# Hackey hack time!



## sossego (Dec 14, 2013)

Somebody threw away a thin client and I found it. Yay!


----------



## kpedersen (Dec 14, 2013)

Nice. Is that a SunRay?


----------



## sossego (Dec 14, 2013)

No. it's an HP HSTNC-003-TC. It has the powerbrick sans outlet; but, since I have plenty of three slot ground plugs common to older desktops and that is what's needed then it should be working soon. Let's hope the BIOS and other parts are good to go.


----------



## wblock@ (Dec 14, 2013)

It's i386, not ARM.  Which is good, IMO.  It might be possible to remove the drive, back it up, install FreeBSD, then reinstall.  Maybe not.  HP has BIOS updates for it on their ever-worse support site.

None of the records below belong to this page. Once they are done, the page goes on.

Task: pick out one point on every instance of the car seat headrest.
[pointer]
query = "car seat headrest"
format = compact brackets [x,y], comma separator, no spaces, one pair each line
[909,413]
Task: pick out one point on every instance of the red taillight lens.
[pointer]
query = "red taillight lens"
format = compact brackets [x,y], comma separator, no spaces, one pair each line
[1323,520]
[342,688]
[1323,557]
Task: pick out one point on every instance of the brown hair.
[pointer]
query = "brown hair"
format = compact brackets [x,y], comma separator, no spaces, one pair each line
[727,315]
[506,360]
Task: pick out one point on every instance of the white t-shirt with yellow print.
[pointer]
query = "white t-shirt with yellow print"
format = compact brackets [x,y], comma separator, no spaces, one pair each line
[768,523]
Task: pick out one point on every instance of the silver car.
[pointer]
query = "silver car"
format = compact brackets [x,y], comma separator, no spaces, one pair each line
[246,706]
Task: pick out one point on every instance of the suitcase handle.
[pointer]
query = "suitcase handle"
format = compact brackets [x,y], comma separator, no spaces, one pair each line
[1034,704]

Sempron 2100, about like an Atom for performance.  Gigabit Ethernet is nice.  Two normal and two "secure" USB ports, whatever that means.


----------



## DutchDaemon (Dec 14, 2013)

Secure USB ports are inside the case, so you have to open the case to get access.


----------



## sossego (Dec 15, 2013)

I need a better screwdriver considering the only type carried by me are jeweler's type. There is an accessible PCI slot for an expansion. Perhaps a riser card could be installed?  Once it's opened, then the type of flash memory will be known.  Of course, I'm going to need to ask a friend if it is possible to use their place to test my equipment with an available monitor, keyboard, and mouse.


----------